Court cases involving copyright or trademark? Because you have repeatedly referred to copyright.

http://www.usip.com/pdf/Article_Trademarks/parodytm.pdf

Trademark Parody - Florida Intellectual Property Law Firm - Lott & Friedland


----------



## gijoe985 (Sep 15, 2009)

wormil said:


> Court cases involving copyright or trademark? Because you have repeatedly referred to copyright.
> 
> [media]http://www.usip.com/pdf/Article_Trademarks/parodytm.pdf[/media]
> 
> Trademark Parody - Florida Intellectual Property Law Firm - Lott & Friedland



I like the second one. Again, I think it hit the nail on the head. My works look enough like the original so that an obvious connection is made, but it is an obvious parody and is clever and somewhat humorous. And though it si not a defense, I see many people and even companies doing similar parodies frequently. I saw a "Got Jesus" shirt at Fred Meyer (Kroger) the other day. And I doubt anybody went as asked the dairy farmers if they approved.


----------



## gijoe985 (Sep 15, 2009)

I just wanted to hop back int his to add some information that I have found since this post was made. (I was looking through my old posts)

I don't have a link, but there was a Hard Rock Cafe vs ???? case that determined that the parody defense could not be used if the derivative work was not indeed a parody, but was solely for the purpose of capitalizing on the prior works fame. 

I.e. if I am making fun of something, like taking the T-Shirt Forum logo and making a joke calling it the T-Shirt Harem, it would be a parody. Or any other joke or whatnot that is directed at the original. BUT, my old example of the Got Jesus copying Got Milk is really just trying to capitalize on the fame of the Got Milk logo. Therefor the Got Jesus people can't really use the parody defense. Though again, this does not mean that they will actually sue...


----------



## kimura-mma (Jul 26, 2008)

gijoe985 said:


> I don't have a link, but there was a Hard Rock Cafe vs ???? case that determined that the parody defense could not be used if the derivative work was not indeed a parody, but was solely for the purpose of capitalizing on the prior works fame.


Correct. There needs to be a legal basis for the derivative work to be considered a parody.

Just because the creator thinks it's a parody is not enough. And just because the IP owner thinks it's infringement is not enough. Both sides need to bring justification to their arguments.

The difference is, it's a lot easier for an existing IP owner to prove the strength of their mark because it's already in the marketplace.

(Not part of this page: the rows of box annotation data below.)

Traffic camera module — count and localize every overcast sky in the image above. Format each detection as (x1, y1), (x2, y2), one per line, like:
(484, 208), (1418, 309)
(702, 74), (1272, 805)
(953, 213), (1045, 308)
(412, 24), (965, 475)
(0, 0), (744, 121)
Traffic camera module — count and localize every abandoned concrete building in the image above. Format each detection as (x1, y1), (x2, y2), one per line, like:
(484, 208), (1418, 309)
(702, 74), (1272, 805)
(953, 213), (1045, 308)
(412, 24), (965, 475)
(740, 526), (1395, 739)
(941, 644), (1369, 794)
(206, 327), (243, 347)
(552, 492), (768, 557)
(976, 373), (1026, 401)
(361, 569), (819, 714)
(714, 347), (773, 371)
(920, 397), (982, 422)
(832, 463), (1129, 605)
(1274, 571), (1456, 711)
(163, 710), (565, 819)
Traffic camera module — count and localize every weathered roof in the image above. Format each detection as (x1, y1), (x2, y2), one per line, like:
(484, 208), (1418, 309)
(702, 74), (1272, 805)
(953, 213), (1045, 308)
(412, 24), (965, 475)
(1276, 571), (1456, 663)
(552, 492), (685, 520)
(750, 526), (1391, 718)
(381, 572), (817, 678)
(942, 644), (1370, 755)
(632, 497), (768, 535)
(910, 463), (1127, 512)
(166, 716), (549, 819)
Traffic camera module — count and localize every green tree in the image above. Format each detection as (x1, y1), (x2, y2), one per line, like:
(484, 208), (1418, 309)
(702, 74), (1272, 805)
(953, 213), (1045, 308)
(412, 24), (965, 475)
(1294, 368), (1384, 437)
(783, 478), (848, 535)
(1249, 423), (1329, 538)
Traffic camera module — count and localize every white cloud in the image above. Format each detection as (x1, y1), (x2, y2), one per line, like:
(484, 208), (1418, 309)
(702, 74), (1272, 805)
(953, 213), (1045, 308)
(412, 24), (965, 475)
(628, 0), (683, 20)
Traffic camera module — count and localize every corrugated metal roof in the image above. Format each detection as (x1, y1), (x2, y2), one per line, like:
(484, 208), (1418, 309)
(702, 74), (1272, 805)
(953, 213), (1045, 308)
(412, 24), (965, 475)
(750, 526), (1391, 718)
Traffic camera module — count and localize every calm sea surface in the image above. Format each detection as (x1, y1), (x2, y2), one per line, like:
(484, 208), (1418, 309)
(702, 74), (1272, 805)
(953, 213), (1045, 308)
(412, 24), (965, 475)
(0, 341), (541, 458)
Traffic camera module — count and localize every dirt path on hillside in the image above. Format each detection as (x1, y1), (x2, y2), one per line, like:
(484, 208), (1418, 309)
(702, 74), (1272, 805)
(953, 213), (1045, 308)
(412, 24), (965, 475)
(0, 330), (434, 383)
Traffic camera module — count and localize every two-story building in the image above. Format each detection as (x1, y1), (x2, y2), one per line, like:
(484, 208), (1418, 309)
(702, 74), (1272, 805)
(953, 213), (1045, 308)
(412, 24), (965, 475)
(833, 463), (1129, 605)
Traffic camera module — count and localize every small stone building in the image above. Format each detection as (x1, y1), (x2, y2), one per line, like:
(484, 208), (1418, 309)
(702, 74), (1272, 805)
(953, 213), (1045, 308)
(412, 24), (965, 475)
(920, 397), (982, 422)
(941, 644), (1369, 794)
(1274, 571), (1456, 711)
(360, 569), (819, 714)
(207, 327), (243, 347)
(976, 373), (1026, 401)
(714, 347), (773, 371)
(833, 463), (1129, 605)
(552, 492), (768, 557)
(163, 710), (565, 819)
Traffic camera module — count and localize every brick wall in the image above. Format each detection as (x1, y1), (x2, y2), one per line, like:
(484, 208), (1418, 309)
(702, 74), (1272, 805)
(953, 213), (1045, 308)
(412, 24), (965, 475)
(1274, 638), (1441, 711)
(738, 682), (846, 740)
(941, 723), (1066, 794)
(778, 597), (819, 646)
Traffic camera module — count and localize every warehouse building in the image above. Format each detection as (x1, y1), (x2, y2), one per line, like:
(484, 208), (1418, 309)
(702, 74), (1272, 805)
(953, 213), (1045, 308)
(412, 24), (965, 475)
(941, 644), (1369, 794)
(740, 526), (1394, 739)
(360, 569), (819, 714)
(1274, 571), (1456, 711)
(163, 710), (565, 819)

The parody creator needs to prove a lot of subjective elements are in their work in order to win the case.

Like I said earlier, the parody defense can be a slippery slope.



gijoe985 said:


> I.e. if I am making fun of something, like taking the T-Shirt Forum logo and making a joke calling it the T-Shirt Harem, it would be a parody. Or any other joke or whatnot that is directed at the original. BUT, my old example of the Got Jesus copying Got Milk is really just trying to capitalize on the fame of the Got Milk logo. Therefor the Got Jesus people can't really use the parody defense. Though again, this does not mean that they will actually sue...

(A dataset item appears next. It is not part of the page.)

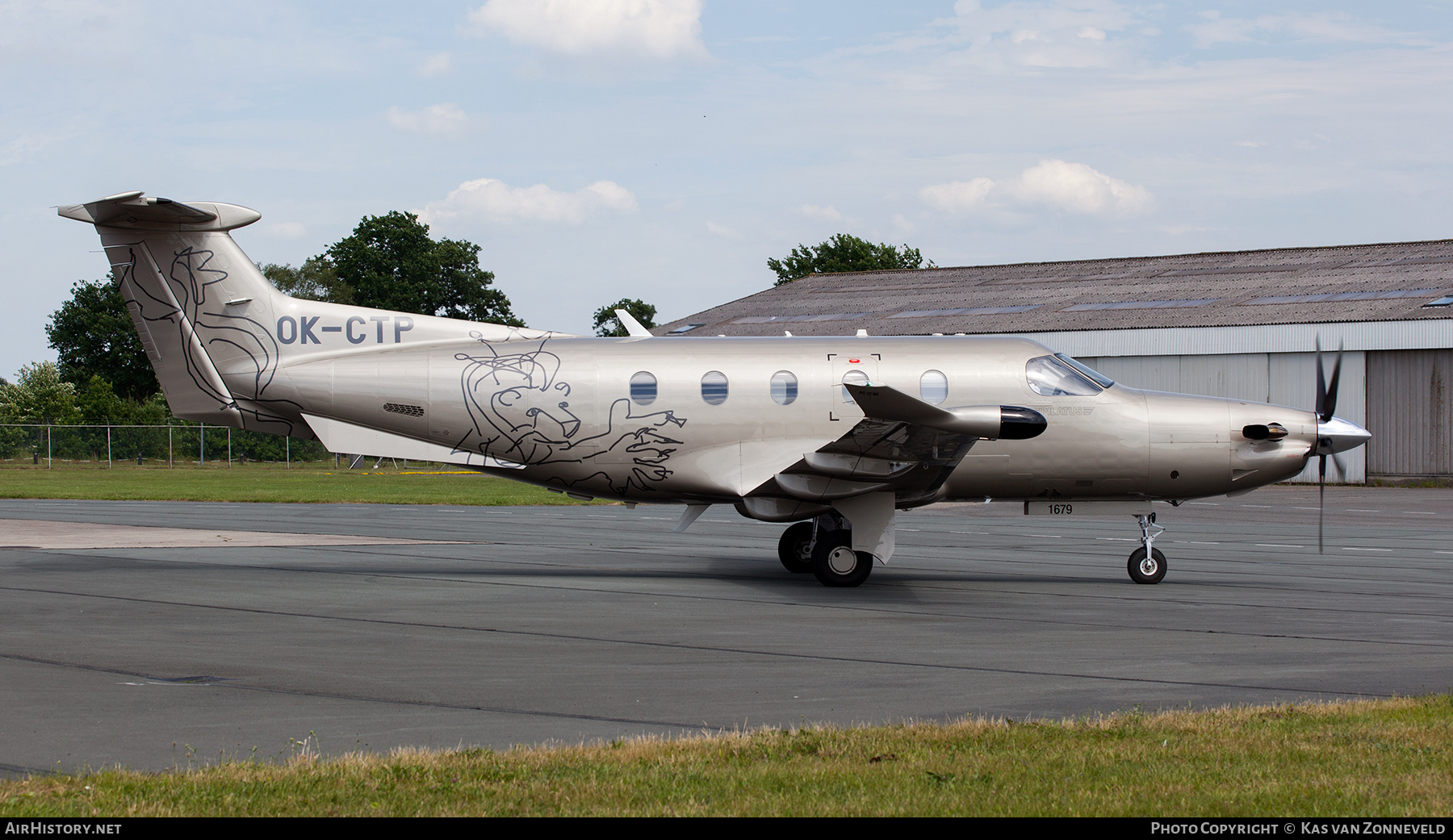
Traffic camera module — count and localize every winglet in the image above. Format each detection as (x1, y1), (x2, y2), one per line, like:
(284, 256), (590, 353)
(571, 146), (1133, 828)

So is there any legal basis for your claim that "T-Shirt Harem" is a parody but "Got Jesus?" is not? Or is this just your opinion based on one of them being a better joke?

It seems like you are trying to define an exact line between parody and infringement so we can all know the end result in advance. But it just doesn't work that way. There is more to it than "making fun of something" or "making a joke." It's not just the comedic effect that solely determines parody. There are several other variables involved.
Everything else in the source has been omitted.